Genuinely i dont know how to help you gng. Im barely graduating from hs and seeing a dude with 5 years of programming experience tell me that he hasnt found a job yet makes me lose hope
I don't think it's because of AI slop, that's more been affecting junior devs and people newer to the industry than me.
Just don't be like me and maintain consistent employment, that was my only mistake.
Now that I have a bit more time:
- It's too casual. Remove things like
(in construction)orMy Big Projectsand the arm thing - For your portfolio, focus on presenting them well, even if it's just a small subset, rather than trying to do it all.
- Think about it like a sales job. It's not about what you want to tell people, it's what you want them to learn about you
- As discussed earlier, use the reverse chronological order
- Your industry experience is not clear on your tasks and role. You may want to look at the STAR model
- You haven't described the impact or results of the work done in your PHD
- No one cares about old vs current projects. It's all about the 👏 demonstrated 👏 skills 👏
- Similarly, remove stuff like when you say your project is dormant.
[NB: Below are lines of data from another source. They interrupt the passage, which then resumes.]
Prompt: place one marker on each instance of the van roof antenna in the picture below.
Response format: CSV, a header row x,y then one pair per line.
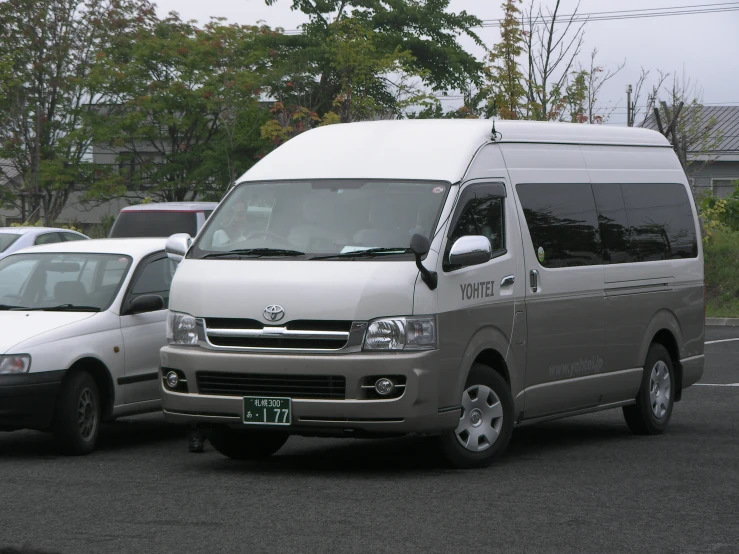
x,y
496,134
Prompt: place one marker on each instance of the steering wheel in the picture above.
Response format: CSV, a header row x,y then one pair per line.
x,y
13,297
270,234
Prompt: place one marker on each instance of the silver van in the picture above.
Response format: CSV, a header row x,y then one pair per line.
x,y
450,278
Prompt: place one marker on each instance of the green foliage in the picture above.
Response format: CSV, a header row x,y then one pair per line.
x,y
505,78
47,48
365,59
721,255
719,214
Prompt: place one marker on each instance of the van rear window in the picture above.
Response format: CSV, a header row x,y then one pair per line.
x,y
153,224
562,222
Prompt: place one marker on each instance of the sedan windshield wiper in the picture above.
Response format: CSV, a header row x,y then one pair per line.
x,y
255,252
61,308
369,253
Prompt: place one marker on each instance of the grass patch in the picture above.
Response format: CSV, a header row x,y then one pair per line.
x,y
722,274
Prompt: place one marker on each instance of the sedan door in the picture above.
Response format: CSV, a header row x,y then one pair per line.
x,y
144,334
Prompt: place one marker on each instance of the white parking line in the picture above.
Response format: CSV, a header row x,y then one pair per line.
x,y
722,340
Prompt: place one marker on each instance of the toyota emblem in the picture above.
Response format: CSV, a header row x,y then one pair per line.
x,y
274,313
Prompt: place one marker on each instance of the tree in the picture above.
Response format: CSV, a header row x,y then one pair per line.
x,y
550,54
183,116
504,75
47,49
363,59
682,120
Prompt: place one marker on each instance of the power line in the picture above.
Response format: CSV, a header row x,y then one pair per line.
x,y
593,17
669,8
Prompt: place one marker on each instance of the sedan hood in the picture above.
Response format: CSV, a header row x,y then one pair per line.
x,y
328,290
20,327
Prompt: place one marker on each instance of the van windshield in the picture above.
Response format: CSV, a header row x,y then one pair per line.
x,y
308,219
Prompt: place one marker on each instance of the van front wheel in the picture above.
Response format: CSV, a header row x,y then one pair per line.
x,y
245,445
651,413
485,423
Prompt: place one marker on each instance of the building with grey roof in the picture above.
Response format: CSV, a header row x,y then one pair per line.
x,y
716,169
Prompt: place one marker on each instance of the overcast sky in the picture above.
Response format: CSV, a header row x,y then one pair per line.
x,y
704,46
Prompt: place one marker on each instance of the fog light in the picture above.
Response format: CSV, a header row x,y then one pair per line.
x,y
384,386
172,380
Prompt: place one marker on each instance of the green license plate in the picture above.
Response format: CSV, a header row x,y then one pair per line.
x,y
262,410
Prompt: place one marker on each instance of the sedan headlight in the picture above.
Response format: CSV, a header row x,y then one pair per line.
x,y
181,329
15,364
401,333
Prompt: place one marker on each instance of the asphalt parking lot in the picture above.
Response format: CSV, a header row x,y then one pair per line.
x,y
578,485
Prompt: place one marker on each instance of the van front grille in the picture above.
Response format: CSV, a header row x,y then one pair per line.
x,y
264,384
298,334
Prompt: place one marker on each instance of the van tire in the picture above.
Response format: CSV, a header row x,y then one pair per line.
x,y
245,445
450,442
656,394
77,416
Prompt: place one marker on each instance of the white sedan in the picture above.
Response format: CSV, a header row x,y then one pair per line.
x,y
82,325
13,239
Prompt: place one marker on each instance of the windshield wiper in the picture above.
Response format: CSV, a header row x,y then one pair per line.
x,y
255,252
61,308
369,253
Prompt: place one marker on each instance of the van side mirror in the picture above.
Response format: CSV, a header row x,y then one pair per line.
x,y
177,246
420,246
470,250
146,303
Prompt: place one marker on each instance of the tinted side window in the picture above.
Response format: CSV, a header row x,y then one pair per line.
x,y
661,221
156,278
615,234
562,222
154,224
48,238
68,237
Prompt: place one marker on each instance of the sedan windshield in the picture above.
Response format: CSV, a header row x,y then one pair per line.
x,y
6,239
319,219
61,282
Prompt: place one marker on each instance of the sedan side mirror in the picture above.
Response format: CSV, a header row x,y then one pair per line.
x,y
146,303
470,250
177,246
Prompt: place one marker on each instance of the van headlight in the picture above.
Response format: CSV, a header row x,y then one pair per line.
x,y
15,364
401,333
182,329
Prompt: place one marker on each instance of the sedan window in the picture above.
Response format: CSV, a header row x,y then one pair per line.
x,y
71,282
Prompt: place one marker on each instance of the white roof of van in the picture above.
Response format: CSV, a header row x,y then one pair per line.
x,y
421,149
171,207
136,248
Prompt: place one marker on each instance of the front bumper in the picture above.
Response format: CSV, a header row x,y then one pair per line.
x,y
27,401
417,410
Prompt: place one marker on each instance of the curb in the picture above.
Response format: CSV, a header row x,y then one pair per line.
x,y
724,321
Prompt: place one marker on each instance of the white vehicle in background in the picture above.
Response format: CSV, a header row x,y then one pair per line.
x,y
161,219
82,324
13,239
The reader is not your friend, they are your customer
- For your texture generation, remove the
non AI basedand replace it with the method you used
But props for sharing your resume!
Eh... I wanna learn python and some lower level languages first and then get a job. gotta have the knowledge first... Also, have you tried learning C or ASM, maybe? lower level languages are difficult but very well paying since they're the backbone of every backend
I am new to python and i want to get good at machine learning and
I've learned MIPS before in my college days, that's about the only assembly programming I've done. C is popular but most employers I've looked at seem to want C++ instead so I've stuck with that.
this isn't the appropriate channel! #python-discussion is a better general channel, but #agents-and-llms would be a better channel.
#data-science-and-ml is probably better for machine learning
MIPS? whats that? But yeah ill pick up C++ after python aswell. in 2 months ill graduate from hs, any tips? trying to get into the uni of piraeus
you've been with that pfp for god knows for how long
Maintain consistency in your learning objectives, focus on your studies. Get at least one internship while you're in college and maintain good grades. Then when you get out you'll already have your foot in the door a bit to enter the industry proper.
also @hearty sierra the only actual recommendation i can suggest is to try out cyber security. given how much people focus on ai and practically dont care about security, it'll be a very well paying and sought out job, because, well, hallucinations... And yeah, don't worry. In Greece we don't have college, after highschool its university.
Not sure about global reception on greek universities, but I can tell you that they're pretty good (coming from a greek)
Ah okay, then good luck in university. Have you decided what degree you're going for yet?